We need this for a more complete picture:


So have you checked the business deduction rates?


They were just talking about it on the radio. Maybe I heard wrong?


I am checking, it may affect me.


I foresee a constitutional challenge to the cap on SALT deductions. Affected businesses will contend that only net profit after deduction of state & local taxes can be subjected to federal income tax. Only net income is taxed under the 16th Amendment, so income diverted by local taxation is exempt.


Nothing in the tax code is really constitutional. Well it wasn’t until they gave themselves the power to tax the crap out of the citizens.


Create a New Tax Rate For
‘Pass-Through’ Businesses

The plan would create a new 25 percent tax rate for “pass-through” businesses — sole proprietorships, partnerships and S corporations that currently pay taxes at the individual rate of their owners. Pass-throughs now make up about 95 percent of businesses in the country and the bulk of corporate tax revenue for the government.

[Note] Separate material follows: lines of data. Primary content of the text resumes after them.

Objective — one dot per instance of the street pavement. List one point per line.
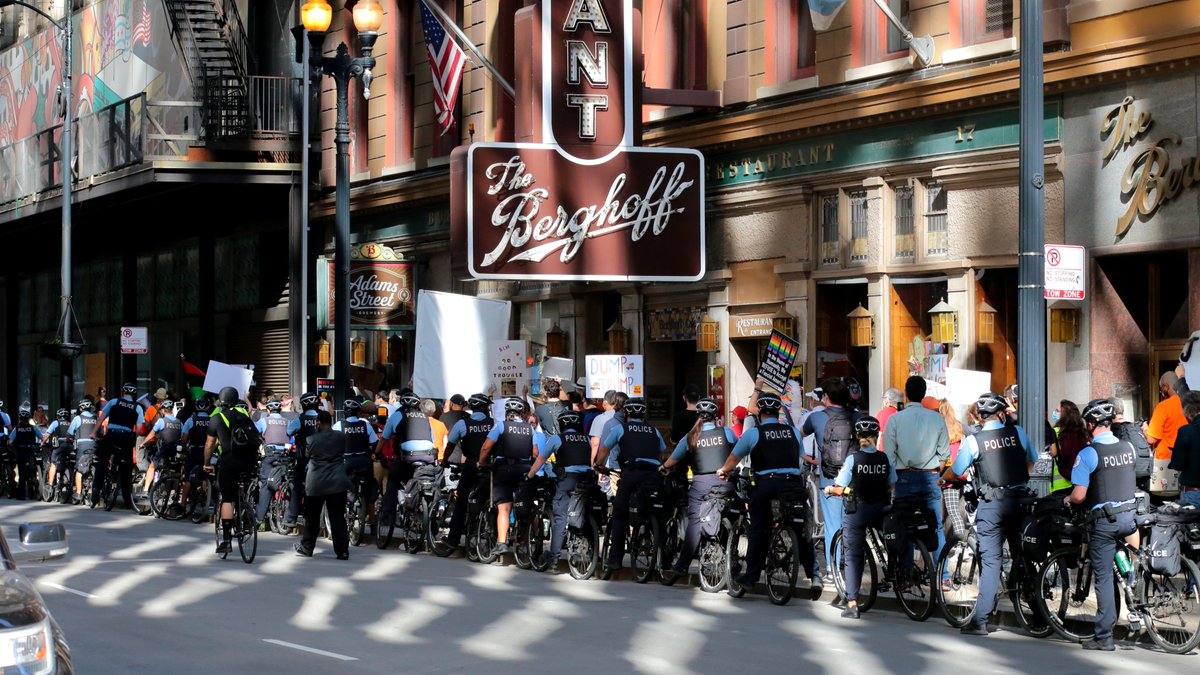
(139, 595)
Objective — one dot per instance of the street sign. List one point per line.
(135, 340)
(1066, 275)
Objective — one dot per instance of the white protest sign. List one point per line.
(622, 372)
(221, 375)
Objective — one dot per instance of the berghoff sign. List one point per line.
(1149, 180)
(576, 198)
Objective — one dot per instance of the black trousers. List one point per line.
(618, 529)
(335, 505)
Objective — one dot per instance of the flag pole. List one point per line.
(462, 37)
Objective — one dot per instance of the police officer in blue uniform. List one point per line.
(276, 443)
(465, 443)
(24, 438)
(414, 446)
(774, 452)
(705, 451)
(864, 483)
(300, 429)
(515, 451)
(1104, 479)
(571, 451)
(640, 448)
(1002, 458)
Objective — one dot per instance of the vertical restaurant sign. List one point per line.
(382, 290)
(577, 199)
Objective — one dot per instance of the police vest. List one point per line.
(1001, 461)
(516, 441)
(124, 413)
(777, 448)
(276, 432)
(711, 452)
(869, 479)
(639, 441)
(1115, 477)
(358, 443)
(477, 432)
(169, 434)
(575, 451)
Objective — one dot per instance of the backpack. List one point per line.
(837, 443)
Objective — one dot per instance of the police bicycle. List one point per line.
(1163, 596)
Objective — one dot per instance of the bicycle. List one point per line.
(245, 526)
(1165, 605)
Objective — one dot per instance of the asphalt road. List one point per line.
(143, 595)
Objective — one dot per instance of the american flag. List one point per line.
(447, 60)
(142, 30)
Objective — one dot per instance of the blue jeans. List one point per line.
(923, 484)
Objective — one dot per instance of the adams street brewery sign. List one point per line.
(576, 198)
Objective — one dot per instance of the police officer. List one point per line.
(1104, 479)
(705, 448)
(640, 449)
(414, 446)
(465, 444)
(515, 451)
(1002, 458)
(774, 452)
(276, 442)
(360, 443)
(864, 483)
(300, 429)
(24, 437)
(573, 455)
(123, 416)
(83, 429)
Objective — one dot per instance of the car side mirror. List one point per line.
(41, 542)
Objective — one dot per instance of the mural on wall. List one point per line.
(121, 47)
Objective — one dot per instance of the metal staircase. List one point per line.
(213, 39)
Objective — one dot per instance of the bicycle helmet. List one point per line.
(569, 419)
(769, 402)
(867, 425)
(707, 408)
(1099, 412)
(309, 400)
(479, 402)
(991, 404)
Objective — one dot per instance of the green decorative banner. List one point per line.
(969, 132)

Most pass-throughs are small sole proprietorships currently paying less than a 25 percent marginal rate. But a few are quite large — 1.7 percent of pass-through businesses generate more than 40 percent of all pass-through income and are taxed at the top 39.6 percent rate.

Source: *Alternative Minimum Tax | Tax Policy Center model, 2016
The bill includes a rule to help prevent wealthy individuals from incorporating as pass-through companies to pay a lower tax rate on their income. As a result, certain personal service businesses like law, accounting and consulting would not be eligible for the rate.


I need to study this a bit.



IF they REMOVED the EBT from Illegals tomorrow, made mandatory 1 year ONLY Free Ride for the deadbeats, there’d be PLENTY of money.

But did you notice? Not ONE of the DC Pigs has mentioned that?

Our taxes are high because WE are paying for the deadbeats, who contribute NADA!!

ZERO EBT users pay tax


What needs to be clarified is that the income stated is after deductions.

A person with spouse, 2 children could make 28.9K with the personal deductions and pay no income tax.

Of the 148.6 million tax returns filed, nearly 36 million of them had no taxable income whatsoever. Another 16.1 million had taxable income, but didn’t end up owing any income tax due to credits, deductions, and other adjustments.

The short answer is that the average American tax return resulted in a tax bill of $9,118. During the most recent year for which we have complete data (2014), there were about 148.6 million tax returns filed, resulting in approximately $1.355 trillion in tax liability, after applying credits. Dividing the two numbers gives us the average.

However, the averages don’t tell the whole story, so let’s dig a little deeper.
35% of Americans don’t have to pay federal income taxes

Of the 148.6 million tax returns filed, nearly 36 million of them had no taxable income whatsoever. Another 16.1 million had taxable income, but didn’t end up owing any income tax due to credits, deductions, and other adjustments. For example, when I was in college, I worked and had substantial income every year, however the tax credits for tuition resulted in no federal tax liability for those years, so I would have been included in this group.

The example:

Income Range (AGI)
$1 to $25,000

Average Tax Liability

Effective Tax Rate (% of AGI)

Bit of an eye opener isn’t it.


It always infuriates me when politicians says they’re going to give the taxpayer “a break”, they act like they’re doing us a favor by giving us our own money.

How about cutting some departments, programs, staff, trips, conferences and investigations?

It isn’t your money.



What did they call it, down sizing, right sizing, re-engineering, phasing out, scorched earth, early retirement.

Words never used in government.

Why is it when we have a recession, business cuts expense (people) however government never gets smaller just hires more employees or contractors.



Context please. I was talking about effects on business.


Now you do realize that those are just one set of projections. The plan is to increase the tax base.


Not to worry, it will never get past the Dems in the Senate.

What do thy call them, the party of no? The party of obstruction?